Good day ! 6
「俺、タッチアンドゴー得意なんだ」

アナウンスを終えた大翔が、自慢げに舞に笑いかける。

「そうなんですか?」
「ああ。けど、今回のハードランディングはわざとだからな。ヘタクソとか言うなよ?」
「ふふっ、言いませんよ。ふわっと下りる方が、今回はヘタクソですから」
「あ、ヘタクソ言ったな?」
「言ってませんよ」
「言ったじゃないか」
「言ったけど、言ってませんよ」

二人で顔を見合わせて、ふっと笑う。

そして同時に表情を引きしめた。

「よし、行こう」
「はい、お願いします」

暗闇の中にくっきりと浮かび上がる滑走路のライトを、二人で真っ直ぐに見据える。

「Approaching minimum」
「Checked」
「Minimum」
「Continue for Touch-and-Go」
「Roger」

やがて滑走路すれすれまで来ると、大翔はタイミングを計ってメインギアを強めに接地させた。

ガツンという衝撃がコックピットにも伝わる。

「Touch down. Check gear light」
「No green!」

期待に反して、ランプは緑には変わらなかった。

「Go around.
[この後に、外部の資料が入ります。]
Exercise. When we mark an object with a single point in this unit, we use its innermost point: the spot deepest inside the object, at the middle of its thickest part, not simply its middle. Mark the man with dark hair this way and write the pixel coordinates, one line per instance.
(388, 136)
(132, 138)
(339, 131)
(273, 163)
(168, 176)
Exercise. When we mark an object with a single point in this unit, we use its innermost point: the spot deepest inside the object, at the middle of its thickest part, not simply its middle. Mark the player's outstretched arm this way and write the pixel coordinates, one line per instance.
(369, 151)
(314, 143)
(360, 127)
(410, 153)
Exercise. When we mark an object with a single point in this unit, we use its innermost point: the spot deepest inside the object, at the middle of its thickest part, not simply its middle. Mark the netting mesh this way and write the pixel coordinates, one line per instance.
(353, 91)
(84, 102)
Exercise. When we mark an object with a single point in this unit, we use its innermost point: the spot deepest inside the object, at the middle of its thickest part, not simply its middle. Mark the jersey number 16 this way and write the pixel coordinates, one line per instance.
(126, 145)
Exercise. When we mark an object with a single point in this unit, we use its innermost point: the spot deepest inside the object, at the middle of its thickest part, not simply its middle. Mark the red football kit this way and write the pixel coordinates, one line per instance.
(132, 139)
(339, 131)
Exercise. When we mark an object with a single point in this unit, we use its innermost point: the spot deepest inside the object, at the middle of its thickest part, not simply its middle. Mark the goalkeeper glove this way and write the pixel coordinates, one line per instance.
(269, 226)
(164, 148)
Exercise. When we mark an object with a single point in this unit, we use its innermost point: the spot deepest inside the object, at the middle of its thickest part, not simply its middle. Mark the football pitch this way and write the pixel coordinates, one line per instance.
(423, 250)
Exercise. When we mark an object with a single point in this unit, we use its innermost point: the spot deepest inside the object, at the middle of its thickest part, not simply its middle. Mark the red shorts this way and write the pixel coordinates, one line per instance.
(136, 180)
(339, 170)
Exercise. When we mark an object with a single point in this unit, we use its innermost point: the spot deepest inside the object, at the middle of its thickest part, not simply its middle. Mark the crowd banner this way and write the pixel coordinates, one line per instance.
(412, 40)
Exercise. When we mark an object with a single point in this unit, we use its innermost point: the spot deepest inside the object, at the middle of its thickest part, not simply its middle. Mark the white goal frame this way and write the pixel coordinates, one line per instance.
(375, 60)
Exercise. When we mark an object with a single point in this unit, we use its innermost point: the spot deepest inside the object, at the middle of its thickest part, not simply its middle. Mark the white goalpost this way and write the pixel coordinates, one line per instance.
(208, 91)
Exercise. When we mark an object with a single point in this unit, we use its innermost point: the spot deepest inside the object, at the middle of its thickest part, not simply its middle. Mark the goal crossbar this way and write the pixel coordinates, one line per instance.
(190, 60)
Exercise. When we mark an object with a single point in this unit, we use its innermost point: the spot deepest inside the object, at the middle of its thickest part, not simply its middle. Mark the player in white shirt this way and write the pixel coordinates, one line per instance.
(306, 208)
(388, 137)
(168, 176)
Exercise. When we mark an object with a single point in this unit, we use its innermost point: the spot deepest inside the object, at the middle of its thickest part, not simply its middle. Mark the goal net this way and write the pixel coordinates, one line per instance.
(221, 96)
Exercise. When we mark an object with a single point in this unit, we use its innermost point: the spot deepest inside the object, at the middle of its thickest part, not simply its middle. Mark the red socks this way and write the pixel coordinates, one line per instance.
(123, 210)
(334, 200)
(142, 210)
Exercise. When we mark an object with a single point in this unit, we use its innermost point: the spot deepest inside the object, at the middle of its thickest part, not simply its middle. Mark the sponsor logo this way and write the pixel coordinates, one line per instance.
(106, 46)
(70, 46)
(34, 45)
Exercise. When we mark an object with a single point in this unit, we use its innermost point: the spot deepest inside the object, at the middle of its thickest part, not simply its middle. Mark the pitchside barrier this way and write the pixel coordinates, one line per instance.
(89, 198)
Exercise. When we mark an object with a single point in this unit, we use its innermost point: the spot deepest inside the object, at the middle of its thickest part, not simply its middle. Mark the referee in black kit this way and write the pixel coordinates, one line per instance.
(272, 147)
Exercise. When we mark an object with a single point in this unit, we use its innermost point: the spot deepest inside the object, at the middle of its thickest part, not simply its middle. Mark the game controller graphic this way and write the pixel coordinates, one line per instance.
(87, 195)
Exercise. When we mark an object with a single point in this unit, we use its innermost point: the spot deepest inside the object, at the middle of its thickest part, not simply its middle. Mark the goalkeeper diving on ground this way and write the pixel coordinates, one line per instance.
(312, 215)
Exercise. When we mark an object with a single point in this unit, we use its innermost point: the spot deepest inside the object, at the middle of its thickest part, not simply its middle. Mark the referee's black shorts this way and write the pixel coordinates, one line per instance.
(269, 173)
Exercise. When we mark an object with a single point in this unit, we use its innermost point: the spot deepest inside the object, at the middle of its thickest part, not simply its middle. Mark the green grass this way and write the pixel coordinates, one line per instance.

Flaps 15. Power set」
「Air speed alive……Positive rate」

無事に高度を上げると、二人でランプを確認した。

「状況変わらず……か。さてと。これ以上は燃料も、お客様の我慢も、ついでに俺のテンションも持たない。そろそろ下りよう」

大翔は真っ直ぐに舞を見つめて告げる。

「We are preparing for a partial gear-up landing. 胴体着陸のチェックリスト開始」
「Roger」

舞は必死で己を落ち着かせながら頷いた。